Cavácuo saiu do sarcófago na Coelha para apodar de "marxistas ignorantes das regras da economia de mercado que vigora na União Europeia" quem em 2023 quer aplicar legislação de 2014, era o PSD governo com Passos Coelho primeiro-ministro e Cavácuo Presidente da República, e logo apareceram milhares de bots nas redes, secundados por grunhos, mais ou menos anónimos, e totós de bisnaga de vaselina na mão em defesa da boa governação e honestidade do sonso que começou a vida com uma marquise clandestina em Lisboa e se retirou com uma vivenda trafulhada no Algarve, por causa de uma lei de 1993, imposta a Cavácuo numa Presidência Aberta de Mário Soares, e executada por Jorge Sampaio e João Soares. Não os deixemos ficar na sua chico-esperta e sonsa "ignorância".
A arte da direita radical consiste em fazer o povo acreditar que até uma medida de nítido cariz neo-liberal, o Estado tomar um imóvel devoluto, substituir-se ao proprietário em obras de recuperação para o colocar no mercado com renda acessível, entregando o dinheiro de mão-beijada ao senhorio, é uma medida esquerdista, bolchevique, venezuelana, vem aí outra vez o PREC e o caralho. Só lucro com zero risco para o proprietário é "comunismo". Isto depois de décadas de sucesso da cartilha de que para o interesse público é melhor o que é privado, de alguém, que o que é público, de todos.
["Um cartaz com o Fernando Cunha dos Delfins na beira da estrada". Link na imagem]

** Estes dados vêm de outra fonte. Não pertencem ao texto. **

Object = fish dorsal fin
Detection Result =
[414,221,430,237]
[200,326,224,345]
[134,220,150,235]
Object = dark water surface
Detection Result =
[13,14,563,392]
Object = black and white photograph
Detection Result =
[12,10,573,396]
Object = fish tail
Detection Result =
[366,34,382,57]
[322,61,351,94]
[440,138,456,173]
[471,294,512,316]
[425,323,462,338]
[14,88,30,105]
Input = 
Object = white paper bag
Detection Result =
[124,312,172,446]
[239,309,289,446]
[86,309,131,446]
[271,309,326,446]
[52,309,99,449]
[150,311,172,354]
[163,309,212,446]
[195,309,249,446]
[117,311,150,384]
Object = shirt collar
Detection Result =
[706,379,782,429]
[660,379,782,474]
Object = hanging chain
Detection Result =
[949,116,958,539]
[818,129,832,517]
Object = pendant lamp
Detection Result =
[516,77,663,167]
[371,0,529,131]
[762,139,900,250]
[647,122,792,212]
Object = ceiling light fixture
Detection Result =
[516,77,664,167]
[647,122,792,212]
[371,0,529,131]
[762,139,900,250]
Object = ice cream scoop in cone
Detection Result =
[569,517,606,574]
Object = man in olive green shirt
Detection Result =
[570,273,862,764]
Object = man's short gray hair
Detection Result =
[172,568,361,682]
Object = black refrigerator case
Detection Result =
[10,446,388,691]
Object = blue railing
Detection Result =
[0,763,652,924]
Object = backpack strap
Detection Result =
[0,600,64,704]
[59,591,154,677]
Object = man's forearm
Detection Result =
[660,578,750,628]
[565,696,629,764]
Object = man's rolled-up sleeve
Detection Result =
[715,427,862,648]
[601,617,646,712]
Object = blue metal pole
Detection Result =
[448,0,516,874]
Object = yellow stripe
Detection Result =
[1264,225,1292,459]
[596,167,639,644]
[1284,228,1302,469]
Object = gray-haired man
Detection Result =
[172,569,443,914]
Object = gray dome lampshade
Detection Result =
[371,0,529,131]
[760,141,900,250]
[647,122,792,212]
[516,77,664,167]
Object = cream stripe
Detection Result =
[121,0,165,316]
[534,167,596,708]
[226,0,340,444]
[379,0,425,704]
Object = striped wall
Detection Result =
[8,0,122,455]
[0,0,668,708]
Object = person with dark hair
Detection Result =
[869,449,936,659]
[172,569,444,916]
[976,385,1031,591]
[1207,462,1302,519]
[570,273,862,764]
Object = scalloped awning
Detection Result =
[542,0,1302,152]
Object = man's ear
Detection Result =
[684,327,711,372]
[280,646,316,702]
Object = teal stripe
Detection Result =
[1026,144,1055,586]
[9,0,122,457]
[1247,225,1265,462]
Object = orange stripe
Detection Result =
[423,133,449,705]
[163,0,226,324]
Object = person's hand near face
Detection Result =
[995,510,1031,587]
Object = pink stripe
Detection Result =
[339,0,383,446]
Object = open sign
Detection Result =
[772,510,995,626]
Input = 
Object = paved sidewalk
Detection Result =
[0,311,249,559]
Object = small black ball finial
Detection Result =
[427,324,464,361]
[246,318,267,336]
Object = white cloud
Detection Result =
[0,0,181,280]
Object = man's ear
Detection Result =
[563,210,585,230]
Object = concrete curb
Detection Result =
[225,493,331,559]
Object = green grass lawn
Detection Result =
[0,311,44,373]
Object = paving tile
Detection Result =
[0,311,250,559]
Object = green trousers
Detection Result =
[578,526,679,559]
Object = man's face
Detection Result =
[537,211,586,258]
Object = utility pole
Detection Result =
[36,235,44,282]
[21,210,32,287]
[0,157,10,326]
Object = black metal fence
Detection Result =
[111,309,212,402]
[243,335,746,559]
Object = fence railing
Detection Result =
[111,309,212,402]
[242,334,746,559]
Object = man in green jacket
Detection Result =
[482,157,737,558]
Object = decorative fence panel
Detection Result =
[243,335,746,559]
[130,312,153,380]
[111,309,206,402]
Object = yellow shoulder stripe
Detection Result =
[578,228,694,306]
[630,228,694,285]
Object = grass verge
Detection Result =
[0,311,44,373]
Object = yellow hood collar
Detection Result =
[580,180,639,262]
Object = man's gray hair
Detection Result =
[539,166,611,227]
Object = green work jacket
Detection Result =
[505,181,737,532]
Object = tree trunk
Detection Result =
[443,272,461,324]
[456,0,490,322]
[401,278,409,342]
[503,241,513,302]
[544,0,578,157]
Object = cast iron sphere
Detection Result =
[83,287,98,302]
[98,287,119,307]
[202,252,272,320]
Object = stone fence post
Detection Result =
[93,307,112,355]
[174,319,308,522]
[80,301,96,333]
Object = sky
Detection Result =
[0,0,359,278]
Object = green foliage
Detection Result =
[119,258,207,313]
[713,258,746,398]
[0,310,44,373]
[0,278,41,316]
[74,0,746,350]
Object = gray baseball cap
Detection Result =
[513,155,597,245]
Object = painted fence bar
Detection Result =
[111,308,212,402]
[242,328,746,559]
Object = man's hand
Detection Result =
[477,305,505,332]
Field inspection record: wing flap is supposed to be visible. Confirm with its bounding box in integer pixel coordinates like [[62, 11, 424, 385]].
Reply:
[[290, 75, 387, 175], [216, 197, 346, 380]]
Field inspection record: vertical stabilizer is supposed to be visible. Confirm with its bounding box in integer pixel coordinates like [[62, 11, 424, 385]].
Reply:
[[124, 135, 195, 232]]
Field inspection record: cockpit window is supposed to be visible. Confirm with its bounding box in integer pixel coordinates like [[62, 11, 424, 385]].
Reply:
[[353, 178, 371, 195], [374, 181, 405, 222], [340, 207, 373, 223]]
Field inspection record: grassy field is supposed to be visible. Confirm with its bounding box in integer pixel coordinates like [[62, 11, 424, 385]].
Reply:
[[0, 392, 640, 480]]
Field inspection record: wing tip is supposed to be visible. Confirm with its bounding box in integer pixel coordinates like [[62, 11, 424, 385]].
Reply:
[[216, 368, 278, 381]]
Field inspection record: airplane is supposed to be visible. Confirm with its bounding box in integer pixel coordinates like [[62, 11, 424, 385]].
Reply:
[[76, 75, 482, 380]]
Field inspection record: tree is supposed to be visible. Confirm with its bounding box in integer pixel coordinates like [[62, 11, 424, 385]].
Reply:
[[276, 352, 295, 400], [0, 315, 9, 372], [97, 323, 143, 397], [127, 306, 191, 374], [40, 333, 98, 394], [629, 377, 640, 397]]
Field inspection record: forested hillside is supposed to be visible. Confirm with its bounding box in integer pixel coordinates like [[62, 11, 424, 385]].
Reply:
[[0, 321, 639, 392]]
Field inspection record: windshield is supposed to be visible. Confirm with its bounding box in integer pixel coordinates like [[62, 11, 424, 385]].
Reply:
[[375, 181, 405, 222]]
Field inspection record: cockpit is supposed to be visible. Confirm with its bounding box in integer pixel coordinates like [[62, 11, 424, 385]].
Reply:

Oito pessoas, na altura a coisa não funcionava como "família", funcionava como "chefe de família", juntavam-se, geralmente trabalhavam na mesma empresa, pediam um empréstimo à Caixa de Previdência e Abono de Família, compravam um terreno, pagavam o projecto a um arquitecto, a construção a um empreiteiro, três andares mais rés-do-chão, esquerdo, direito, e ficavam a pagar a mesma renda fixa, independentemente do rendimento familiar, durante 25 anos até à liquidação total da dívida, a prestação mensal não sofria com oscilações e humores do mercado. Foi nos idos do Estado Novo. E foi assim que milhares de ruas e bairros, como os das fotos que ilustram o post, Praceta das Janelas Verdes e Rua das Areias em Setúbal, nasceram de norte a sul de Portugal. Não resolveu o problema da habitação em Portugal, os bairros da lata eram mais que muitos e muitos anos depois do 25 de Abril continuavam a ser uma realidade, mas resolveu o problema de uma classe média/ média alta em ascensão. Está bem que não havia os "mercados", os "investidores" e os bancos não eram alimentados pelos contribuintes, na altura dos apertos, nem pelo cidadão, em tempos de bonança. Não havia eleições, mas agora que as há ninguém é chamado a eleger mercados e é suposto que os eleitos governem em favor dos eleitores e não de poderes obscuros, e que um partido socialista seja efectivamente socialista e não uma cona aberta aos interesses privados e à especulação. Depois quando um qualquer Ventas, que quer inaugurar uma nova República, vier argumentar que o fascismo fez mais pela habitação para a classe média que 50 anos de democracia ficam todos mui admirados por pagode concordar, aplaudir, e reflectir o aplauso nas urnas.